The Graves family of Elkhorn, NE was doing what millions of families do each year when tragedy struck. A vacation gone awry; no one saw it coming. The evening was spent watching an outdoor movie at Disney’s Grand Floridian Resort & Spa when around 9:00 p.m. two-year-old Lane Graves waded into a nearby lagoon in about a foot of water and was attacked by an alligator. Matt Graves, the boy’s father, jumped in to try to save him. His mother and other witnesses also tried to assist in saving him, but they were too late.
This was a tragic accident that begs the question, was it “unforeseen?” As one who is not an attorney and not involved in any direct knowledge of this accident, I certainly would not want to weigh in on what might be found in the event there is litigation. Was Disney’s “no swimming” sign appropriate? Were alligators known to be inhabiting that lake? Either way, my condolences go out to the family and everyone involved for having to endure such a horrific experience. It is hard to fathom that this occurred when the Graves family was supposed to be creating life-long memories on their vacation.
Each day, America’s hoteliers, restaurateurs, night club operators and attraction managers accept responsibility for the health and safety of millions of men, women and children. These operators must also accept the possibility of an accident that will likely bring public attention upon themselves, their property and their guests. When an event happens, operators must communicate effectively with their guests, team members, the media and public safety officials. Once a crisis occurs, the media and the public are going to want answers as to why it happened, who was involved, when it happened, and let’s be honest, who was to blame. Every property, regardless of size, needs an emergency response and preparedness plan for the aftermath of an attack that includes the following:
- All facts to be released will be disseminated through a designated spokesperson.

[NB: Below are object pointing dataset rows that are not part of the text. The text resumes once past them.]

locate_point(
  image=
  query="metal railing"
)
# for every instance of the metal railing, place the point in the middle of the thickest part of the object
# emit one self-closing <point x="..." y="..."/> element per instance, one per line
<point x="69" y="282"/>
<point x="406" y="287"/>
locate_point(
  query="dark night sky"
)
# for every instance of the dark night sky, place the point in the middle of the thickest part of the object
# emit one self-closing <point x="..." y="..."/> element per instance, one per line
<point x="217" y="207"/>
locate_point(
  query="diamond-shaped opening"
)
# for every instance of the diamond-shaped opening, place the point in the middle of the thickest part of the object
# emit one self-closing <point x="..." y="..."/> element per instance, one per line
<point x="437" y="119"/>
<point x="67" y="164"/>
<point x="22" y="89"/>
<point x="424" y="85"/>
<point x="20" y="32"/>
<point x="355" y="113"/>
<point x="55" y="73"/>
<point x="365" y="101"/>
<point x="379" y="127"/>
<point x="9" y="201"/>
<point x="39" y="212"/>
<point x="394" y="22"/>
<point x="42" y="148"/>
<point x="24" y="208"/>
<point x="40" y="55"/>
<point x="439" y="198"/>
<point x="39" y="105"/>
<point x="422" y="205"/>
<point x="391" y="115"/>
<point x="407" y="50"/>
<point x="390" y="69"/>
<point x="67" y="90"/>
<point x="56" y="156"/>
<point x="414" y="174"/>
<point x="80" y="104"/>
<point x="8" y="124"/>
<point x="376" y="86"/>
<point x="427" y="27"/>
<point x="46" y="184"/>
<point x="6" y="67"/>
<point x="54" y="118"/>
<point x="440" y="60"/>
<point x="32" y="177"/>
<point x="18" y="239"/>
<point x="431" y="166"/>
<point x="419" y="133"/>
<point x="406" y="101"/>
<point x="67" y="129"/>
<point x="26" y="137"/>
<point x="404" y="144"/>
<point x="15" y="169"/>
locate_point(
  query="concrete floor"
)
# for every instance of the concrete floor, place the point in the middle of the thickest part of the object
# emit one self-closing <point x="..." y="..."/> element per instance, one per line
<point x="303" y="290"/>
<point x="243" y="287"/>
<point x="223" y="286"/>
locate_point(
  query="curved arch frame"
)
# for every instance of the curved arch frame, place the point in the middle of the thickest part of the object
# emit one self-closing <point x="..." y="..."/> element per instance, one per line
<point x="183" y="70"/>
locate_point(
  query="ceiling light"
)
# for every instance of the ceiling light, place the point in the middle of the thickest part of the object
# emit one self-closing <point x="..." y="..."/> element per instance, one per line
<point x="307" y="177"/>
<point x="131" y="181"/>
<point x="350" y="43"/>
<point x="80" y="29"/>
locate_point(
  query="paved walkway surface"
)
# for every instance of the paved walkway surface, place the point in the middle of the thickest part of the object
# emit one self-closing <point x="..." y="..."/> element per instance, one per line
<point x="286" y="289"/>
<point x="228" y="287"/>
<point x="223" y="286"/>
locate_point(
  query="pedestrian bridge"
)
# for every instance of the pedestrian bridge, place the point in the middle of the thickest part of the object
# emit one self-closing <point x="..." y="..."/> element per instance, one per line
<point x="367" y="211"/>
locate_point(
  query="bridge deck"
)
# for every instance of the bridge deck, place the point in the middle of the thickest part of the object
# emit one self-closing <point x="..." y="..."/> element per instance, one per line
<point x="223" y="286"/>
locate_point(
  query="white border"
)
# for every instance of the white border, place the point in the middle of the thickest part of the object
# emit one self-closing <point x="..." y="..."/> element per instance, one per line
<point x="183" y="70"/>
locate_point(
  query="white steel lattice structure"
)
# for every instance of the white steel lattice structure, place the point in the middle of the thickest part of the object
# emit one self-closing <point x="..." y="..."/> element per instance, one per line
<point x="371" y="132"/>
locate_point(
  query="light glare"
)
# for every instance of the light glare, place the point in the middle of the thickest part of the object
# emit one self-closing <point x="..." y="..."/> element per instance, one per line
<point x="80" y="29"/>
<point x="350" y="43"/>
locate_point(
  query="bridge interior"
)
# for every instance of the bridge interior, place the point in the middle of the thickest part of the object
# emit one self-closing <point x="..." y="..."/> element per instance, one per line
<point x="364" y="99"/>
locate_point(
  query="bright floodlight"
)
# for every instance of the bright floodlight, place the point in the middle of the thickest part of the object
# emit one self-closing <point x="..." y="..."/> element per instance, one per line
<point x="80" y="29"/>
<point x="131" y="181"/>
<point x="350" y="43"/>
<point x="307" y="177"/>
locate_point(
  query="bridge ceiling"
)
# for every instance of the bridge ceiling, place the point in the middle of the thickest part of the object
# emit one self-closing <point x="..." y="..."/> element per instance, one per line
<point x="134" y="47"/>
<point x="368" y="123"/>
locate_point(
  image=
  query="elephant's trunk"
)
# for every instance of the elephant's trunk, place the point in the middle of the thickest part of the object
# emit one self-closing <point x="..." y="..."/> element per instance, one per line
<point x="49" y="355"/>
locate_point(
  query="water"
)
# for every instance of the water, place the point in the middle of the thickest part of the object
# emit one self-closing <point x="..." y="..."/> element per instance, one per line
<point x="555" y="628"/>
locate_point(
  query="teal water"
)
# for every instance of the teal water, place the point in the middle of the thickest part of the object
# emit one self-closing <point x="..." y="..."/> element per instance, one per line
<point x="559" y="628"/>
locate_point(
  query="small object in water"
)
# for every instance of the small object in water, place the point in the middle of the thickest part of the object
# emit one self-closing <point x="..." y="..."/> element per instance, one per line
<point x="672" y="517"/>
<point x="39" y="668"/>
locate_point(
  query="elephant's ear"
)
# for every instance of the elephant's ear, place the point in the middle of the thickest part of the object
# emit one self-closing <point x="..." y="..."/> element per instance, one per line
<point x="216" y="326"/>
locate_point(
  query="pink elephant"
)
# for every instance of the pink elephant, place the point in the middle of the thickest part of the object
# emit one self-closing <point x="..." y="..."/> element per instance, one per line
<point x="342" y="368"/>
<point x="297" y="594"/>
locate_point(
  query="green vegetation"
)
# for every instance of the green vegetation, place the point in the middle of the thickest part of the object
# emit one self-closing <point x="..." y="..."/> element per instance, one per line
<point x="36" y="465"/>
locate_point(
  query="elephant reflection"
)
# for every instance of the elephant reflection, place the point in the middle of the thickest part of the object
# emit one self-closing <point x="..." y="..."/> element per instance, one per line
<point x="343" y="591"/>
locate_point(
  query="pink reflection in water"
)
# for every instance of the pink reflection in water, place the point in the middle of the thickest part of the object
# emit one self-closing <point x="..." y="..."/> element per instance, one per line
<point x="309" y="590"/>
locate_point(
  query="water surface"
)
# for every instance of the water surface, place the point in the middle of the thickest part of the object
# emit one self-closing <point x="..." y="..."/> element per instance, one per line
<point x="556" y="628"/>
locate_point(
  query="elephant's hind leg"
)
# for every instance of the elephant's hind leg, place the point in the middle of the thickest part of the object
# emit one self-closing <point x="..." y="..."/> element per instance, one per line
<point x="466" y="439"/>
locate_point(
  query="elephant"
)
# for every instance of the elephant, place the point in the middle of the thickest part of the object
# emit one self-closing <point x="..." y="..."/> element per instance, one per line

- All team members will be instructed to refer all questions to this designated spokesperson.
- All public statements will be truthful.
- Information will be disclosed as quickly as it becomes available.
- A reasonable attempt will be made to answer all questions.
- The media will be allowed access to the property except where safety of reporters, guests or team members would be compromised, where declared off-limits by investigators or where there is an unreasonable imposition on in-house guests.
- All public statements and information disclosed to the media will be shared with team members and guests.
- Management will mobilize all its resources to alleviate the crisis and comfort the victims.
- Management will publicly express concern for the victim’s harm, loss or inconvenience.
- Management will publicly acknowledge its intention to cooperate with all investigating authorities and, if necessary, conduct its own study of the incident.
What can we do better? As hoteliers we must always be asking ourselves this question especially in the wake of a tragic accident. This is not intended to place blame, but rather to ensure that our emergency procedures, processes and action plans are effective. Preventive measures, proper signage and safety guidelines are most likely already in place around hazardous areas, but periodically these items need to be revisited to ensure guest safety. In this specific case it does not appear that there were an adequate number of signs warning guests not to swim in the water and of the wildlife that may have resided there. We do not want to have to wait for an accident to occur to adjust or modify our plans, we need to anticipate potential challenges to the fullest extent possible in advance.
To ensure that we are consistently answering the needs of our guests and team members when it comes to their security and well-being in the midst of a crisis, we recommend that you adhere to the following:
- First, ensure that your staff is extremely sensitive to the needs of all team members and guests. Our primary responsibility is to provide comfort to our guests and to offer assistance/service to those in need.
- Immediately follow any emergency/evacuation instructions from your local officials. If necessary to evacuate, ensure that every guest is notified.
- Secure guest files for emergency communication to families if needed.
- Conduct roll call to account for the evacuation of guests and team members.
- Have a heightened sense of security and be aware of anything out of the ordinary.
- Use good judgment in being flexible to meet your guests’ individual requirements.
- Set up television sets in central locations for the convenience of your guests (if needed).
- Set up a process to update guests on travel information.
- Call your corporate headquarters if there is any unusual event or occurrence at your property.
While the horrific accident that occurred in Florida brings our industry to the forefront in a less than favorable light, it also serves as a reminder to constantly be evaluating the processes we have in place to ensure guest safety. Keep in mind that there may be an expense associated with updating our emergency procedures, for example, cost of new signage or the cost of reprinting procedure handbooks, etc. That being said, it is better to spend effectively on prevention rather than dealing with the fallout, inevitable costs and potential litigation associated with an accident.
While we do our best to prepare for every eventuality, the reality is that accidents are going to happen. When they occur we need to have the proper procedures in place to mitigate potential liabilities and ensure that the well-being of our guests remains our primary focus.
Robert A. Rauch, CHA
Mr. Rauch is a hotel owner, CEO of RAR Hospitality and has consulted in the hospitality for over 25 years as an expert witness.